Following are some architectural highlights of the Amazon Web Services (AWS) clusters, provisioned by Palette:
- Kubernetes nodes can be distributed across multiple availability zones (AZs) to achieve high availability (HA). For each of the AZs that you select, a public subnet and a private subnet is created.
- All the control plane nodes and worker nodes are created within the private subnets, so there is no direct public access available.
- A Network Address Translation (NAT) Gateway is created in the public subnet of each AZ, to allow nodes in the private subnet to be able to go out to the internet or call other AWS services.
- An Internet Gateway (IG) is created for each Virtual Private Cloud (VPC), to allow Secure Shell Protocol (SSH) access to the bastion node for debugging purposes. SSH into Kubernetes nodes is only available through the bastion node. A bastion node helps to provide access to the Amazon Elastic Compute Cloud (EC2) instances.
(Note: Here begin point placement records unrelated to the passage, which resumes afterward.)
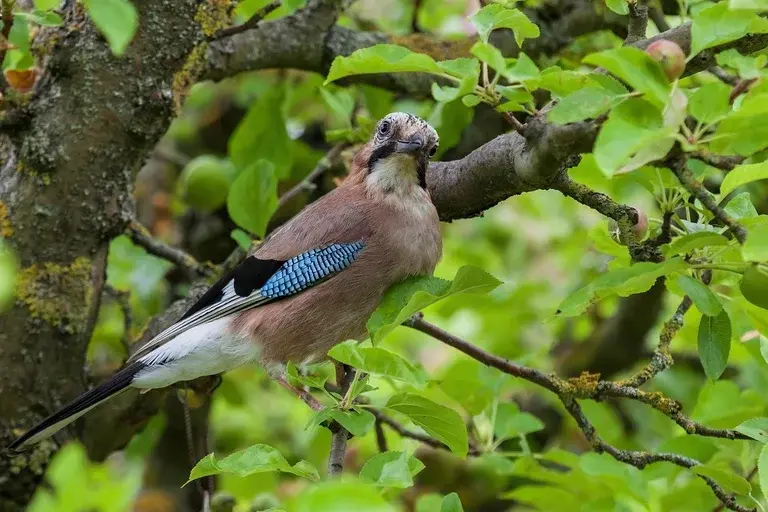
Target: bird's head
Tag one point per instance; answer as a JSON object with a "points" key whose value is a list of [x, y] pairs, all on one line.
{"points": [[399, 151]]}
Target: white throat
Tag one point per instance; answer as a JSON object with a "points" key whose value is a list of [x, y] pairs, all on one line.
{"points": [[396, 174]]}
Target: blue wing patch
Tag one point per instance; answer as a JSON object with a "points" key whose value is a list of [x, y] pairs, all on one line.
{"points": [[309, 268]]}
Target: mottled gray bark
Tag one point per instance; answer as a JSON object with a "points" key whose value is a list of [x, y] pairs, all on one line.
{"points": [[66, 167], [69, 157]]}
This is because the EC2 instances are created in a private subnet and the bastion node operates as a secure, single point of entry into the infrastructure. The bastion node can be accessed via SSH or Remote Desktop (RDP).
- The Kubernetes API Server endpoint is accessible through an Elastic Load Balancing (ELB), which load balances across all the control plane nodes.
The following prerequisites must be met before deploying an Amazon Elastic Kubernetes Service (EKS) workload cluster:
- You need an active AWS cloud account with all the permissions listed below in the AWS Cloud Account Permissions section.
- Register your AWS cloud account in Palette, as described in the Creating an AWS Cloud Account section below.
- You should have an Infrastructure Cluster profile created in Palette for AWS.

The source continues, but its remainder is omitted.